Shortcuts

Python API determined.experimental.client

Client

The client module exposes many of the same capabilities as the det CLI tool directly to Python code with an object-oriented interface.

As a simple example, let’s walk through the most basic workflow for creating an experiment, waiting for it to complete, and finding the top-performing checkpoint.

The first step is to import the client module and possibly to call login():

from determined.experimental import client

# We will assume that you have called `det user login`, so this is unnecessary:
# client.login(master=..., user=..., password=...)

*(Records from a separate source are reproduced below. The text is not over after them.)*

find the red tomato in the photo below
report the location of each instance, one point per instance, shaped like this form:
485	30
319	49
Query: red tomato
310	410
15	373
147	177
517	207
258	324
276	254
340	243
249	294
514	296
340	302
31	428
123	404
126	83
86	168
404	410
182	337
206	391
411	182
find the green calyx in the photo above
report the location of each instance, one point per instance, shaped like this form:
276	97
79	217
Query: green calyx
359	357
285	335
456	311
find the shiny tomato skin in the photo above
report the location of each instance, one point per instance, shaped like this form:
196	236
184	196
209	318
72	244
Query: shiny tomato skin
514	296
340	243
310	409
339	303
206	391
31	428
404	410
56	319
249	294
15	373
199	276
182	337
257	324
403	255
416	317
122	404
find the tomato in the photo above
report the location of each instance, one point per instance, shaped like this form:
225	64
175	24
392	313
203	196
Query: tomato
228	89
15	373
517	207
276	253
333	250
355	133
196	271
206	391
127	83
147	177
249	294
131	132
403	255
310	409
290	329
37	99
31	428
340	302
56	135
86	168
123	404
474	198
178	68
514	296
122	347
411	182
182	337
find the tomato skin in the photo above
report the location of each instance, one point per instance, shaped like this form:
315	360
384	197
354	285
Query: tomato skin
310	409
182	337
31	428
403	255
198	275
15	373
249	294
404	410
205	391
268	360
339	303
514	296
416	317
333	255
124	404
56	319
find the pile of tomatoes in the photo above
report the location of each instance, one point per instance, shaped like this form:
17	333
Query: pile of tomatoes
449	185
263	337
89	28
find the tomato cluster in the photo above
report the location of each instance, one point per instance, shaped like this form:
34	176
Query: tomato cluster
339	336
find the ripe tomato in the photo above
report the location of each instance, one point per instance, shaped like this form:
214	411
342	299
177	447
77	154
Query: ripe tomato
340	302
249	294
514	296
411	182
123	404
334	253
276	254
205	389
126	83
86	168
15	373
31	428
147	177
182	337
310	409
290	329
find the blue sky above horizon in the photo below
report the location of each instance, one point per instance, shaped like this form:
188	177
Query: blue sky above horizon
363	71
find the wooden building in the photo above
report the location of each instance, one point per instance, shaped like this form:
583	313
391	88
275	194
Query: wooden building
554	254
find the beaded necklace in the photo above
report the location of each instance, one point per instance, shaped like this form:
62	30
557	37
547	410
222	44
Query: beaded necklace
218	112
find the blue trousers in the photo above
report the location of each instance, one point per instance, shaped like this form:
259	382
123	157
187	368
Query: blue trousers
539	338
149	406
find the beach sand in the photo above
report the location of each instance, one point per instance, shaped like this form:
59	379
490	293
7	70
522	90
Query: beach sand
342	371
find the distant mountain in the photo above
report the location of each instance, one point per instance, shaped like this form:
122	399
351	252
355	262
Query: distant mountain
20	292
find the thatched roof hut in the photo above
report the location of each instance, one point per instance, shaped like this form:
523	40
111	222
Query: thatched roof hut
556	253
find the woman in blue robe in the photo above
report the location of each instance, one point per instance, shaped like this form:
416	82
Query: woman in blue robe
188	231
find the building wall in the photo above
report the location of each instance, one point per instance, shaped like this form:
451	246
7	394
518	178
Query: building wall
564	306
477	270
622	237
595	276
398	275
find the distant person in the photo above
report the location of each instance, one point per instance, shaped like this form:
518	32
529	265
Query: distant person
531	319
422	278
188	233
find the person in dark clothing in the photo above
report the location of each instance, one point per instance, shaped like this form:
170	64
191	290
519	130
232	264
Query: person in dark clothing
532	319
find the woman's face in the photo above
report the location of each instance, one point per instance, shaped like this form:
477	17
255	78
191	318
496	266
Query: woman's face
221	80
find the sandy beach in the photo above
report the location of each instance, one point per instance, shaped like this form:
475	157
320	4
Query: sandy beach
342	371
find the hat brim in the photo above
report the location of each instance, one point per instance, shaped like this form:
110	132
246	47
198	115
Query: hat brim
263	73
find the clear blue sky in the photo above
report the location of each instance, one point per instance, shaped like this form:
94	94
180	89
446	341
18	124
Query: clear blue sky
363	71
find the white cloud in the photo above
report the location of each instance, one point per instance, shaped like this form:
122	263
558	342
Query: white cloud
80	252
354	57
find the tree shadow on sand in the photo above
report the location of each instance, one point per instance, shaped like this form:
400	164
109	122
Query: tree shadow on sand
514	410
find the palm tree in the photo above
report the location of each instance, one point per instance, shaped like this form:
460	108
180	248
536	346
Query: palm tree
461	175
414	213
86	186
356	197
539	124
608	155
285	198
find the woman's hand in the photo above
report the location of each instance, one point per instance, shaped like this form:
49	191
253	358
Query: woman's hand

The next step is to call create_experiment():

# config can be a path to a config file or a python dict of the config.
exp = client.create_experiment(config="my_config.yaml", model_dir=".")
print(f"started experiment {exp.id}")

The returned object will be an ExperimentReference which has methods for controlling the lifetime of the experiment running on the cluster. In this example, we will just wait for the experiment to complete.

exit_status = exp.wait()
print(f"experiment completed with status {exit_status}")

Now that the experiment has completed, you can grab the top-performing checkpoint from training:

best_checkpoint = exp.top_checkpoint()
print(f"best checkpoint was {best_checkpoint.uuid}")

See Using Checkpoints for more ideas on what to do next.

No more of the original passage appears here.